A tender offer of $26 per share will be made directly to shareholders following the rejection by Take Two's directors of last month's equally priced takeover bid.
The Wall Street Journal has learned that Electronic Arts is continuing to pursue a takeover of Take-Two Interactive, following up last month's $26 per share offer that was rejected by Take-Two's board of directors with a tender offer to shareholders at the same price.
The move to circumvent Take-Two's board of directors and approach shareholders directly marks an appreciably hostile turn in EA attempts to complete their latest acquisition. The board has urged shareholders to take no action at this time pending its review of the offer.
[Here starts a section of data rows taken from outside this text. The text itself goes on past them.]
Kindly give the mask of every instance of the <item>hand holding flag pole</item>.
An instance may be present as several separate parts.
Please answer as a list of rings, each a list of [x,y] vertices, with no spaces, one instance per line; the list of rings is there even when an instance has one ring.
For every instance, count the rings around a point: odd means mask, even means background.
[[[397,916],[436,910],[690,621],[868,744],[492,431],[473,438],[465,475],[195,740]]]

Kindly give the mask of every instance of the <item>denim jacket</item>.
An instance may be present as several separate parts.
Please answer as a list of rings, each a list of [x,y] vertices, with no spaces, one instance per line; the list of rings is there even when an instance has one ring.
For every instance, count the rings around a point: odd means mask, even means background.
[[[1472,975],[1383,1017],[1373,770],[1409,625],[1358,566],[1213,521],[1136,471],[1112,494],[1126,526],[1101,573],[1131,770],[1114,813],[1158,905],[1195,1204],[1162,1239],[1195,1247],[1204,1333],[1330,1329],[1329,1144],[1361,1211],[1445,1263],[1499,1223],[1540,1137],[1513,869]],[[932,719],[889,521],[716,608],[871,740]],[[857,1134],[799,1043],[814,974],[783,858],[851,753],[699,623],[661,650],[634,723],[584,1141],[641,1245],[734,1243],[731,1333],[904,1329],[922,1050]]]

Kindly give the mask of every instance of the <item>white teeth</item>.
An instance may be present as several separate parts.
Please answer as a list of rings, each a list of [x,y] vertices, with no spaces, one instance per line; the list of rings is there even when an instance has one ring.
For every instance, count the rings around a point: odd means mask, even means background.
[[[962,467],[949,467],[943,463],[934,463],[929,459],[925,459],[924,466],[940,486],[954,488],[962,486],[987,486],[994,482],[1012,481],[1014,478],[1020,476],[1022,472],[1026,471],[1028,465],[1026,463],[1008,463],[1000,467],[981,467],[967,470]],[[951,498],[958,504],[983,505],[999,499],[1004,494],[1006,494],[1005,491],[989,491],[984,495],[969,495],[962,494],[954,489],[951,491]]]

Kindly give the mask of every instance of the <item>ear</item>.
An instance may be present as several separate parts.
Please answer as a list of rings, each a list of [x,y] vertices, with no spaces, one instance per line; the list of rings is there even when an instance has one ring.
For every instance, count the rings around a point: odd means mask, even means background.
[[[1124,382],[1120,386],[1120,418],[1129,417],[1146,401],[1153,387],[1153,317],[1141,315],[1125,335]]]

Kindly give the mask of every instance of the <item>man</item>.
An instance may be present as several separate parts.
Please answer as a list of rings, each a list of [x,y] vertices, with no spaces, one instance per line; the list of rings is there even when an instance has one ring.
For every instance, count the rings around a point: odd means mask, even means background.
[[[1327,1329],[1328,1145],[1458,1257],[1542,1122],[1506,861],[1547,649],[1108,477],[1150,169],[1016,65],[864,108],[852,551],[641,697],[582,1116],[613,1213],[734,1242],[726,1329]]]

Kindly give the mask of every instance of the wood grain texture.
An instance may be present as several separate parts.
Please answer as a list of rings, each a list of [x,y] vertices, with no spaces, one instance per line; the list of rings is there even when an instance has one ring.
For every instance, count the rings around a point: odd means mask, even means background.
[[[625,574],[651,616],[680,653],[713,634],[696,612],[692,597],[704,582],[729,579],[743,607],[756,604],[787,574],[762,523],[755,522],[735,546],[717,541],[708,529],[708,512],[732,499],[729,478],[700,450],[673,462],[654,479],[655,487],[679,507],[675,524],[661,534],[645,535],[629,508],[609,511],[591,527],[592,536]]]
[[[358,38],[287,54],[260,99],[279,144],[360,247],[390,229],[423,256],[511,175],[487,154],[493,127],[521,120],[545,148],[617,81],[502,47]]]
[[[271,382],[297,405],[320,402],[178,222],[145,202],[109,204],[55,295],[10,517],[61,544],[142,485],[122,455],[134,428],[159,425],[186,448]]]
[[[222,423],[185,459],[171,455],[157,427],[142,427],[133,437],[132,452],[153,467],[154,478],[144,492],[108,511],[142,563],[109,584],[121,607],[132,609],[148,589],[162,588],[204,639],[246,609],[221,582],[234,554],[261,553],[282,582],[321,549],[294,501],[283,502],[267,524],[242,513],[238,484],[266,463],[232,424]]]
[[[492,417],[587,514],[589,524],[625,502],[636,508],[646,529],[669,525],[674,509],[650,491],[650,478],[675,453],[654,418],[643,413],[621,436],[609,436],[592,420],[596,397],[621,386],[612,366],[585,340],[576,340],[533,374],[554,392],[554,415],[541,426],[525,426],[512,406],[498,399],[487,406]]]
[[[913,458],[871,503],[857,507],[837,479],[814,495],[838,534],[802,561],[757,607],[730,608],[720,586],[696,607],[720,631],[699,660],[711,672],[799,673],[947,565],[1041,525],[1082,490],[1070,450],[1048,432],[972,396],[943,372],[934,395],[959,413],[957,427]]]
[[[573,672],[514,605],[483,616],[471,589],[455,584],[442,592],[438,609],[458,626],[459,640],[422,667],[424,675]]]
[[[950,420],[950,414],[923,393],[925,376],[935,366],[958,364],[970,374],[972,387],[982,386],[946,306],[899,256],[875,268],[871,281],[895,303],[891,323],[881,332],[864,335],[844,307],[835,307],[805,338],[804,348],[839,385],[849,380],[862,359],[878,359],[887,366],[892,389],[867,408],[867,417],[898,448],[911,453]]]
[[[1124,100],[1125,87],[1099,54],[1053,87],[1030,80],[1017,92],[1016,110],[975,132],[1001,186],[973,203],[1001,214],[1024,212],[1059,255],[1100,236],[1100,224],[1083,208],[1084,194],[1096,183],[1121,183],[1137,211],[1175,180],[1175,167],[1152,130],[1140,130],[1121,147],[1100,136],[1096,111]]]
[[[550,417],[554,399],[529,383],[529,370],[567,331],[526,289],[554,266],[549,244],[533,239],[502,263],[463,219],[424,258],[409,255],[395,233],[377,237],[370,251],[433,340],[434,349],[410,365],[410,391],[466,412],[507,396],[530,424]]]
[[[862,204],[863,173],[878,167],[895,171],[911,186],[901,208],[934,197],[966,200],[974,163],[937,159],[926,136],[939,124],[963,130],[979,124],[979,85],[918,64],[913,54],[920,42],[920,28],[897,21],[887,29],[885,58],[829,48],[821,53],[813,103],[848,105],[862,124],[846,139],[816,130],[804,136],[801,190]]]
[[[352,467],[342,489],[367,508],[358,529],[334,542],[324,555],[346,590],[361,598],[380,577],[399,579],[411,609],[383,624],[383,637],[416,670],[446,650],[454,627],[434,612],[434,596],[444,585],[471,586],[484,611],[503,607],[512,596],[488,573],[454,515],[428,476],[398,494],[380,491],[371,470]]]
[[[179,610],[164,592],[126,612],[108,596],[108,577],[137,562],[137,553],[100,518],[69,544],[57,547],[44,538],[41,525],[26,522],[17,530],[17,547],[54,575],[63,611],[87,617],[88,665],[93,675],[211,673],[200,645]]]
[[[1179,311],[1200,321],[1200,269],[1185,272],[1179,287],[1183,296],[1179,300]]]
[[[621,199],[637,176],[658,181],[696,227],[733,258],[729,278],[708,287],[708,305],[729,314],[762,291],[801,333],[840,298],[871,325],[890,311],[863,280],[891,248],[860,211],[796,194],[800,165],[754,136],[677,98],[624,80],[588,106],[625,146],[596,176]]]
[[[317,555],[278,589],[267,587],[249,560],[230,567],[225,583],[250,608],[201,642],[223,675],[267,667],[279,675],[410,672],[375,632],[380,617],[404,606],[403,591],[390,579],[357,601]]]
Previously, it has maintained that the EA bid is of insufficient value to be accepted, and has decried its timing in relation to the April release of Grand Theft Auto IV as opportunistic.
The offer is said to expire at midnight April 11, a day after Take-Two's annual shareholders meeting. Analysts project that there will likely need to be an increased offer to complete a takeover in the near term, and also that EA may walk away in the hope of a less costly acquisition down the road if shareholders stand their ground looking for a higher price.
When EA initially made its advances public, the $2 billion valuation of Take-Two constituted a 50% premium over the closing price of the company's shares. Subsequently, shares have been trading for around (and briefly above) the $26 level, and are expected to spike upwards again with the release of GTA IV.
In publicly divulged correspondence with Take-Two, EA contends that the market currently reflects expectations of strong sales for GTA IV, hence its valuation is fair and the deal should be made prior to the April 29 launch date. Take-Two's directors have pledged to further discuss any offers only after that date, also noting that other suitors have approached them since EA's bid was made public.